Descobre cedo sua arte e sua vocação e a necessidade de se entregar sem reservas. É enviada pela família, ainda muito jovem, ao conservatório, e tem uma trajetória brilhante e excepcional. Frequenta grupos onde se discute filosofia, arte, religião, e tem muitos amigos entre intelectuais, artistas e religiosos como Pavel Florenskij, Aleksandr Men, Dmitrij Šostakovič, Boris Pasternak. Muitos dos quais vê serem presos e mortos, uma constância ao longo de toda a sua vida...

Descobre o cristianismo, se converte e torna-se ortodoxa. Escreverá no seu diário: Cada pessoa deve justificar o seu próprio caminho pessoal. A minha fé na excepcionalidade e sublimidade da arte o justifica. No fundo, nós todos – homens – chegaremos no mesmo ponto, à vida do espírito, a um outro plano do ser, mas chegaremos por estradas diversas, uns através da arte, outros através do altruísmo, outros ainda, talvez, através do amor. Cada um a seu modo: as estradas são tantas quantos são os homens. É nesta multiforme variedade, que conduz à unidade absoluta, onde reside toda a beleza e a profundidade da vida humana. E nisto está também a dor (12/11/1916).
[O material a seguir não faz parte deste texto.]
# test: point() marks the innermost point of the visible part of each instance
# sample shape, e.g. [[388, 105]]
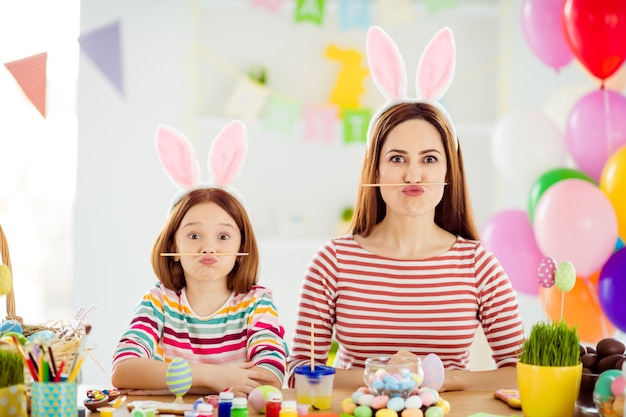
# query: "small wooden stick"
[[203, 254], [404, 184]]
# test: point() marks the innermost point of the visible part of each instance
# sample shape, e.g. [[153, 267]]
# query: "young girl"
[[206, 307]]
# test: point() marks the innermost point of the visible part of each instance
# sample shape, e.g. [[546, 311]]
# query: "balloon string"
[[596, 301], [607, 118]]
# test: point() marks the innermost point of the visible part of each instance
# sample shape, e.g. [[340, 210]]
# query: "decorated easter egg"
[[363, 411], [10, 326], [385, 412], [565, 276], [546, 271], [259, 396], [434, 411], [413, 401], [178, 377], [348, 406], [5, 279], [412, 412], [433, 372]]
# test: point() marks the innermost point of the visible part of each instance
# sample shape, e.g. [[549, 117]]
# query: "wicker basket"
[[64, 347]]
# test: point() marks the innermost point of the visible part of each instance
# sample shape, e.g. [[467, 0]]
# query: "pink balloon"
[[509, 236], [574, 221], [596, 127], [543, 30]]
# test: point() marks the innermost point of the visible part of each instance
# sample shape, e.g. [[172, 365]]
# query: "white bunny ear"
[[436, 66], [386, 64], [228, 153], [177, 156]]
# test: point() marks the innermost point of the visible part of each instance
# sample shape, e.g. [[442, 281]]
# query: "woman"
[[411, 278]]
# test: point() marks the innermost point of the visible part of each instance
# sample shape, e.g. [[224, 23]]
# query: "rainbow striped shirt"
[[374, 305], [246, 328]]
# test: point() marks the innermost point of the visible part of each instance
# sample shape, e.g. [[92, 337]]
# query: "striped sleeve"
[[498, 311], [141, 340], [266, 343]]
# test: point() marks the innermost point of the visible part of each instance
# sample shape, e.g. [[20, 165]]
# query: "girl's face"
[[412, 154], [207, 229]]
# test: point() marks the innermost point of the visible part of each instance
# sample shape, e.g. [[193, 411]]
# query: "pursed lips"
[[412, 190]]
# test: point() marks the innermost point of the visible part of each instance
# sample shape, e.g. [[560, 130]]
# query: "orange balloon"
[[581, 307]]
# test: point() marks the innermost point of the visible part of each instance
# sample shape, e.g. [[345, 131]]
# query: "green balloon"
[[547, 180]]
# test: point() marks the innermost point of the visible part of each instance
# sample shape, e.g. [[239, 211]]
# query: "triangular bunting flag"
[[30, 74], [103, 47]]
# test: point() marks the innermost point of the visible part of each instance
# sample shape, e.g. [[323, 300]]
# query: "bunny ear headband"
[[435, 71], [226, 158]]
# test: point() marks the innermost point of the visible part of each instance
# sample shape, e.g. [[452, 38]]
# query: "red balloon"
[[595, 31]]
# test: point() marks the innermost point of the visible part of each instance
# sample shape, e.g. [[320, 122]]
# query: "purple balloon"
[[543, 30], [510, 237], [596, 127], [612, 289]]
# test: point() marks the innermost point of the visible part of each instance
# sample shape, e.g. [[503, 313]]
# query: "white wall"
[[123, 194]]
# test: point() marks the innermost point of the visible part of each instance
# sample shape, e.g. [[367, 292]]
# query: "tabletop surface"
[[462, 403]]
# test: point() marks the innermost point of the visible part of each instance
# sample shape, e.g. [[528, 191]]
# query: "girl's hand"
[[241, 378]]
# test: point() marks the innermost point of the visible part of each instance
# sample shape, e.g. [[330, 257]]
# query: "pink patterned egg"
[[546, 272], [433, 372]]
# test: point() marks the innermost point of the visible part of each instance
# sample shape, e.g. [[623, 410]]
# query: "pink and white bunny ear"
[[177, 156], [386, 64], [228, 153], [435, 69]]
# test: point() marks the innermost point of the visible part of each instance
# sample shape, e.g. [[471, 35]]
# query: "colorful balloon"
[[546, 272], [612, 289], [596, 128], [565, 276], [595, 32], [178, 378], [548, 179], [580, 307], [509, 236], [541, 24], [613, 183], [574, 221]]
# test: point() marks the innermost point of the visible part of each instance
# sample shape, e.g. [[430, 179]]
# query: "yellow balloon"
[[613, 184], [5, 279]]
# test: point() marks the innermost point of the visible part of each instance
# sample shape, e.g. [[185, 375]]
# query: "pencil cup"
[[53, 399]]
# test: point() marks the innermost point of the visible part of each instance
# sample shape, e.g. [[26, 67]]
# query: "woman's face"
[[413, 154], [207, 229]]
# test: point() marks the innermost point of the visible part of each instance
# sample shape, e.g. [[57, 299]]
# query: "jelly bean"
[[385, 412], [363, 411], [395, 404], [434, 411]]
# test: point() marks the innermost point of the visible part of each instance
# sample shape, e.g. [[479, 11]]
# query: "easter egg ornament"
[[6, 281], [178, 378]]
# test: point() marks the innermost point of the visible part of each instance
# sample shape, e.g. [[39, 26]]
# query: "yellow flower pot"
[[548, 391]]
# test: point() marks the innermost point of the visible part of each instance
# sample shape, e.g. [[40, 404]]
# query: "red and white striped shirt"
[[373, 305]]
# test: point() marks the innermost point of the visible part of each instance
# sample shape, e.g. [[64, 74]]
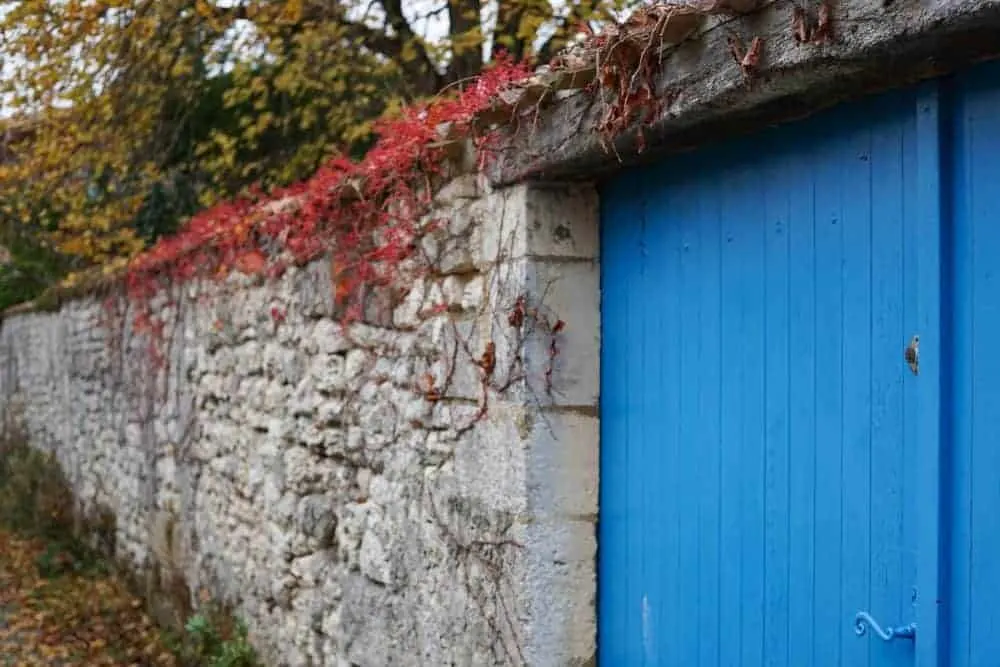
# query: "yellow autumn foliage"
[[104, 101]]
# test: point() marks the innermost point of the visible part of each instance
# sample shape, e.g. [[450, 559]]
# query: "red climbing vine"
[[368, 216]]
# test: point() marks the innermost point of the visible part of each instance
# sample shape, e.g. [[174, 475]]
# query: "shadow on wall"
[[36, 500]]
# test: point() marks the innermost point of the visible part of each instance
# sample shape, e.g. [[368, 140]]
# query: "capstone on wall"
[[310, 476]]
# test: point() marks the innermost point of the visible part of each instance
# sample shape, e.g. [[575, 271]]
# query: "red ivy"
[[368, 234]]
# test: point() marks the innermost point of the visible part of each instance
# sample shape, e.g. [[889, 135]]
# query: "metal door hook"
[[863, 620]]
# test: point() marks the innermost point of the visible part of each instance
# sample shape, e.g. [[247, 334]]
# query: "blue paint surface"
[[972, 435], [759, 462], [769, 465]]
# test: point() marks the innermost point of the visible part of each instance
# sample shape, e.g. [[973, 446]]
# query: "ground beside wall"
[[383, 494]]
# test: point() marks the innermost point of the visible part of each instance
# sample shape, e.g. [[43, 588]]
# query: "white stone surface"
[[305, 473]]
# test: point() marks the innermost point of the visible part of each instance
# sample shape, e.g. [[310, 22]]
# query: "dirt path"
[[74, 618]]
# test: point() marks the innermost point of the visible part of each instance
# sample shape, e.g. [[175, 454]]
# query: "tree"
[[130, 114]]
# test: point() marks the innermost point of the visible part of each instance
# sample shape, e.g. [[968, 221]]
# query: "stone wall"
[[312, 477]]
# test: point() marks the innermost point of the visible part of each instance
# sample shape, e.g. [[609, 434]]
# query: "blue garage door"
[[774, 474]]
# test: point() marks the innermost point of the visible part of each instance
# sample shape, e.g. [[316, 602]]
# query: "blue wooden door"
[[760, 428], [972, 387]]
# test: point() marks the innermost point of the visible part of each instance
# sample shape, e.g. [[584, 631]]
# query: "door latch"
[[863, 620]]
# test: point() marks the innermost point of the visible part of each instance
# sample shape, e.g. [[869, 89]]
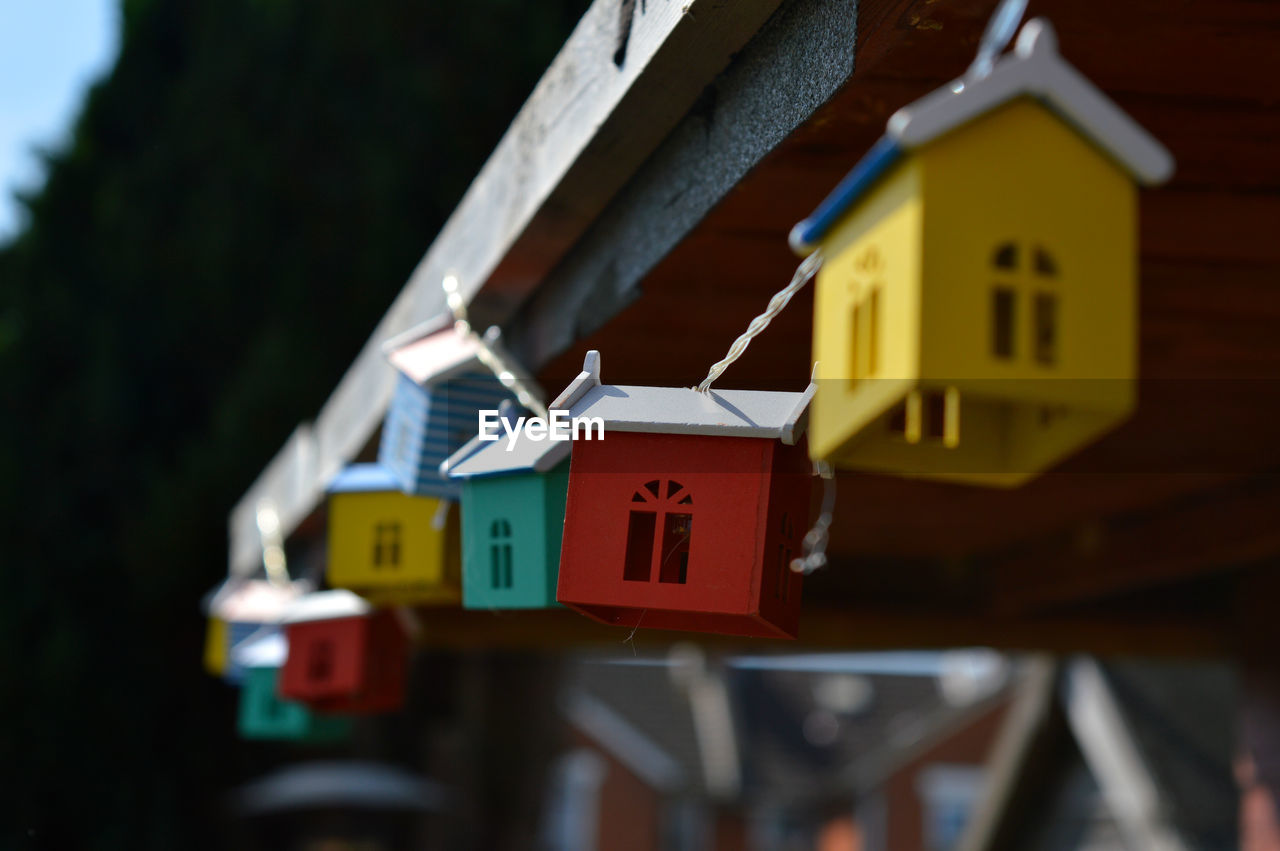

Recebe grandes prêmios como pianista, mas vai progressivamente sendo marginalizada pelas suas posições abertamente contra o regime soviético. É impedida de tocar em grandes salas de concerto, assim como de gravar recitais. Tudo o que ganhava distribuía a quem tinha mais necessidade do que ela. Termina sua vida quase sem nada.Quem era afinal Marija Judina? Um mistério para todos os que a conheceram e também para nós. Alguém que tinha o extraordinário fascínio de estar na terra, mas já ser cidadã do céu. Parravicini diz em seu livro que o seu era um coração misericordioso semelhante àquele descrito pelos Padres da Igreja: um coração que queima por toda a criação, e se derrete, e não pode suportar escutar ou ver o mínimo sofrimento em qualquer criatura, e em cada instante oferece orações e chora por elas, por causa da grande misericórdia que a comove, à semelhança de Deus (Isaac o Sírio). Como será que Deus escutou suas orações pela sua grande Rússia e por seu terrível ditador Stalin, um dos mais cruéis da história?... O segredo de um coração misericordioso pertence a Deus.